Figure 7.1: count2 S-Covering

#### Algorithm 4 - signal\_cover

**Require:** An STG, stg = (P, T, W, MN, In, Out, l), and a signal s in stg's  $I \cup O$ **Ensure:** An S-Component N' = (P', T', F')1:  $N' \leftarrow \{ \emptyset, \emptyset, \emptyset \}$ 2: for all adjacent transition pairs (s\*, next(s\*)) of s do Remove places and transitions concurrent to s3: Find a path  $path_{ij}$  from s \* to next(s\*)4: 5: Add to N' all places and transitions of  $path_{ij}$ 6: for all transitions  $t_p$  of  $path_{ij}$  do 7: Disconnect  $t_p$  from all its predecessors other than the one in  $path_{ij}$ for all places  $p_i$  in P' do 8: if there are transitions  $t_i$  in  $p_i$  preset not in T' then 9:  $S \leftarrow P'$ 10:  $S' \leftarrow P - P'$ 11: Find a handle  $h \leftarrow \text{get\_handle}(S, S', stg, p_i, t_i)$  [58] 12:Add to N' all places and transitions of  $h_i$ 13:14: return N';

The S-Covering step extracts a set of S-Components covering all the places and transitions of the specification. In [74] an algorithm was used which allocated a minimal siphon for each place, p. This algorithm was comprised of two steps. During the first one, a DFS was performed, and a single path was extracted starting and ending at p. The above path formed a strongly connected subnetwork, N'. The

second step allocated a handle [58] for each transition not in N' which was at the preset of N''s places. Including all the above handles, N' resulted to a siphon, which was also minimal, as N' was strongly connected and the above steps ensured that  $|\bullet t \cap P'| = 1$  [56]. Additionally, for live and bounded FCPTNets, a minimal siphon is also an S-Component, which means that for all of its places it holds that  $|\bullet t \cap P'| = |t \bullet \cap P'| = 1$ . The absence of fork and join transitions in N' allowed transforming it to an FSM for which a mature, synthesis-based implementation path exists.

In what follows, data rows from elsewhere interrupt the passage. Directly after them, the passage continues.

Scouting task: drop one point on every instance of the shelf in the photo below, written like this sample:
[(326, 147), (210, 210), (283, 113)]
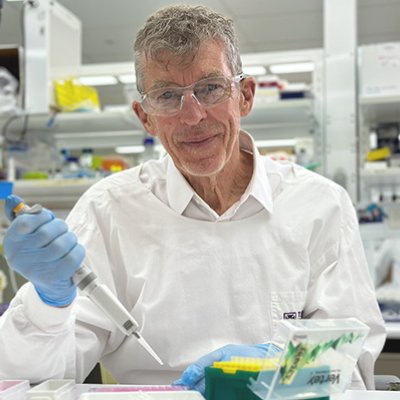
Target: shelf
[(282, 119), (271, 120), (380, 108), (381, 176), (52, 193), (393, 330), (377, 231)]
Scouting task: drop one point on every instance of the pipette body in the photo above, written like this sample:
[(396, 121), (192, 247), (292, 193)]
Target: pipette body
[(88, 282)]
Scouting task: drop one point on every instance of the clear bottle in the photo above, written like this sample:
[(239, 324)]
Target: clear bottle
[(150, 152), (86, 163)]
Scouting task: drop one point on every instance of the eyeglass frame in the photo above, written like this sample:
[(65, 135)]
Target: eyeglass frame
[(234, 79)]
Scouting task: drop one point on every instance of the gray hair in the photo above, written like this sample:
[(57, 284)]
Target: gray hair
[(181, 29)]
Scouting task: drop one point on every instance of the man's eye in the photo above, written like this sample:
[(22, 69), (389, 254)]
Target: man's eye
[(167, 95)]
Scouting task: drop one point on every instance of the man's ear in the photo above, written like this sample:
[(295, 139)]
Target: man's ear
[(144, 118), (247, 92)]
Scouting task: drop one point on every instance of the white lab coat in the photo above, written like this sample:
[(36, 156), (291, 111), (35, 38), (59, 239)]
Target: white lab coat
[(196, 285)]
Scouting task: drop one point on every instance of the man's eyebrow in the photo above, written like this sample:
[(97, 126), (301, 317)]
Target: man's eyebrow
[(162, 84)]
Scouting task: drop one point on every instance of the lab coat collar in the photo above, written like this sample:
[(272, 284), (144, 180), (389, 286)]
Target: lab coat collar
[(180, 193)]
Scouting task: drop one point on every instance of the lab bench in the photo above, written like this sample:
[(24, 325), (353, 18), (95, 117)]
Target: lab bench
[(388, 362)]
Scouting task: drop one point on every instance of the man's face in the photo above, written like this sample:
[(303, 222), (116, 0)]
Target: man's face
[(201, 140)]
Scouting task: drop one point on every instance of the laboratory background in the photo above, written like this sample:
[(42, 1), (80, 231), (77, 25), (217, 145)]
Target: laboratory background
[(327, 98)]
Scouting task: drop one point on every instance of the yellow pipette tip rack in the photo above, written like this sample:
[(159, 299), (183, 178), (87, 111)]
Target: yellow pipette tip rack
[(246, 364)]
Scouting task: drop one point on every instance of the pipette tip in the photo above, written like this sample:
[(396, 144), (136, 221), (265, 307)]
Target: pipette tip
[(148, 348)]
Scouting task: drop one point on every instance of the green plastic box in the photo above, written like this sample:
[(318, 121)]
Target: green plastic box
[(227, 386)]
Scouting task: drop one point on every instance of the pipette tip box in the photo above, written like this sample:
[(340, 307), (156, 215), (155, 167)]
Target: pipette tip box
[(13, 389), (53, 389)]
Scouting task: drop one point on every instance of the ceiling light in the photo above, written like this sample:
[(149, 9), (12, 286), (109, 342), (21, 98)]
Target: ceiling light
[(254, 70), (129, 149), (100, 80), (127, 78), (292, 68)]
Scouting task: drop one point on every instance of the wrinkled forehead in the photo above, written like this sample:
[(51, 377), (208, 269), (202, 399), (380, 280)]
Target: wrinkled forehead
[(210, 58)]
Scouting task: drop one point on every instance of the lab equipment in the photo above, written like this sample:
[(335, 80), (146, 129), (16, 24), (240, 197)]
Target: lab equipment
[(318, 359), (14, 389), (151, 395), (88, 283), (53, 389), (193, 376)]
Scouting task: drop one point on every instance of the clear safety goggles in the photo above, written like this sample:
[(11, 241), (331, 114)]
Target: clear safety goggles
[(208, 92)]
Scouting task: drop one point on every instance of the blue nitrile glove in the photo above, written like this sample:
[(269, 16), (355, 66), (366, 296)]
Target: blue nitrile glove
[(193, 376), (41, 249)]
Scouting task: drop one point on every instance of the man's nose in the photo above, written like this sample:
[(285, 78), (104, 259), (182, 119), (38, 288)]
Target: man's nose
[(192, 111)]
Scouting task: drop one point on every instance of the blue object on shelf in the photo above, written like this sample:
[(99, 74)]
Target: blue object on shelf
[(5, 189)]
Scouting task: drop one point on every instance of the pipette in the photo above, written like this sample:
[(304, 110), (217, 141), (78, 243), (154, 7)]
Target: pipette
[(100, 294)]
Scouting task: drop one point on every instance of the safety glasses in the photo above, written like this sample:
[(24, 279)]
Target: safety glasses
[(208, 92)]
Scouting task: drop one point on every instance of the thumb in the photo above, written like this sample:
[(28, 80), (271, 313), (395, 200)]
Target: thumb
[(12, 201)]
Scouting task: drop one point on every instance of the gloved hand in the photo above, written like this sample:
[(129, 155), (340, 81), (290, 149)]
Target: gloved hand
[(193, 376), (41, 249)]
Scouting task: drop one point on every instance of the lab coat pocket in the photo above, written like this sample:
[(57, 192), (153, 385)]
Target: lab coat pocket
[(287, 305)]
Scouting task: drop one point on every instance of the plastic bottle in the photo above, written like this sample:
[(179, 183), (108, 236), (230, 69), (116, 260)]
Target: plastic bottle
[(150, 152), (86, 163)]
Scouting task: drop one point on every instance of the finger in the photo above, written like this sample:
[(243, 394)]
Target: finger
[(47, 234), (192, 375), (70, 263), (11, 202), (29, 223), (55, 273), (55, 250)]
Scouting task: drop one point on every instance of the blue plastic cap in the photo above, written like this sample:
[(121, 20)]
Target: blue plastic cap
[(5, 189)]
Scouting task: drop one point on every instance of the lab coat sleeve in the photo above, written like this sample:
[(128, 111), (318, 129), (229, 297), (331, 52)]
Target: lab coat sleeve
[(36, 340), (342, 287), (41, 342)]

Using the above S-Components to generate BM-FSMs is not feasible as there is no guarantee that the resulting FSMs will be valid BM-FSMs as well. The above is accomplished with a novel algorithm introduced in this work which guarantees that the extracted minimal siphons can be transformed to valid BM-FSMs. Each such minimal siphon covers all the transitions of one or more signals. Hence, individual minimal siphons, which also form S-Components for FCPTNets, are capable of identifying all the events of one or more input signals, and/or of generating all the events of one or more output signals, resulting to a consistent BM-FSM.

The process of extracting an S-Component reduces for live and bounded FCPT-Nets to finding a subnetwork N' = (P', T', F') which is strongly connected and its places form a minimal siphon [42]. The introduced algorithm, shown in Figure 4, creates in a bottom up fashion a subnetwork with the aforementioned properties for each signal s.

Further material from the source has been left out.